Why is the Current Owner Selling The Business?

There are all types of reasons why people decide to sell businesses. However, the real reason vs the one they say to you might be 2 totally different things. As an example, they may state "I have too many other commitments" or "I am retiring". For numerous sellers, these factors are valid. But also, for some, these might just be reasons to attempt to hide the reality of transforming demographics, increased competition, current decrease in earnings, or an array of various other factors. This is why it is very essential that you not depend absolutely on a seller's word, but rather, utilize the vendor's answer in conjunction with your overall due diligence. This will paint a much more reasonable image of the business's current situation.

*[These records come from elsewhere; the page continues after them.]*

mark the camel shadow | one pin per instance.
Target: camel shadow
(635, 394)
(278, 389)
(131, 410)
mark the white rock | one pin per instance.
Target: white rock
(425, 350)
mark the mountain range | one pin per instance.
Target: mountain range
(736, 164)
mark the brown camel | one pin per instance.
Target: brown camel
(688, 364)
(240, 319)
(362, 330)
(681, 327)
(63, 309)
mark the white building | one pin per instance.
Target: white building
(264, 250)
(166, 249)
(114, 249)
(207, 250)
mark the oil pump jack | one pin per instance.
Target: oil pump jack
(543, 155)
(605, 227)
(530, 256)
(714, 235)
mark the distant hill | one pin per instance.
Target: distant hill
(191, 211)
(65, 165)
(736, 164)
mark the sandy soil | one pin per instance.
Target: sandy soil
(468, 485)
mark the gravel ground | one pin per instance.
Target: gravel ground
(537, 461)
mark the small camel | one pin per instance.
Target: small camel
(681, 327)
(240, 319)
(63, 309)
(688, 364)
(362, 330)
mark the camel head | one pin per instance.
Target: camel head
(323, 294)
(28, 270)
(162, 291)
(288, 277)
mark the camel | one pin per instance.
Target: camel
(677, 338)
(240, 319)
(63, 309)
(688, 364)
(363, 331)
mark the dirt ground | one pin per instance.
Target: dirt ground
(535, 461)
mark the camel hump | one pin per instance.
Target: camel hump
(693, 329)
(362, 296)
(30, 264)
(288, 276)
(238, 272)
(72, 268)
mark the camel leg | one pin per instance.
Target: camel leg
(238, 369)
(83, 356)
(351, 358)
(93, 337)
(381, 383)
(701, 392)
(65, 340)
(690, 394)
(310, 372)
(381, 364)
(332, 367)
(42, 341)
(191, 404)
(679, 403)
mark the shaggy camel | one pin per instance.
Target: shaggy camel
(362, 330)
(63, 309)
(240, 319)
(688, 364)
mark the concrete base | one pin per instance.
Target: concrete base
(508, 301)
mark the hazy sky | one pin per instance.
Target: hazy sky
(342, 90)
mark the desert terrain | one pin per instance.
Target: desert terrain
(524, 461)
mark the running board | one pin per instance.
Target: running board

Existing Debts and Future Obligations

If the existing business is in debt, which numerous businesses are, then you will certainly have reason to consider this when valuating/preparing your offer. Numerous businesses borrow money in order to cover points such as supplies, payroll, accounts payable, etc. Remember that occasionally this can suggest that revenue margins are too tight. Many businesses fall under a revolving door of taking on debt as a way to pay back other loans. In addition to debts, there may additionally be future obligations to take into consideration. There might be an outstanding lease on equipment or the building where the business resides. The business might have existing contracts with suppliers that have to be fulfilled or may result in fines if terminated early.

Understanding the Customer Base, Competition and Area Demographics

Exactly how do businesses in the location bring in brand-new consumers? Often times, businesses have repeat customers, which form the core of their daily revenues. Certain elements such as brand-new competition growing up around the area, roadway building, and employee turnover can influence repeat customers and negatively impact future profits. One important point to think about is the placement of the business. Is it in a very trafficked shopping mall, or is it concealed from the highway? Certainly, the more individuals that see the business often, the higher the opportunity to develop a returning client base. A last idea is the basic area demographics. Is the business situated in a largely inhabited city, or is it located on the edge of town? Exactly how might the regional mean household income influence future revenue potential?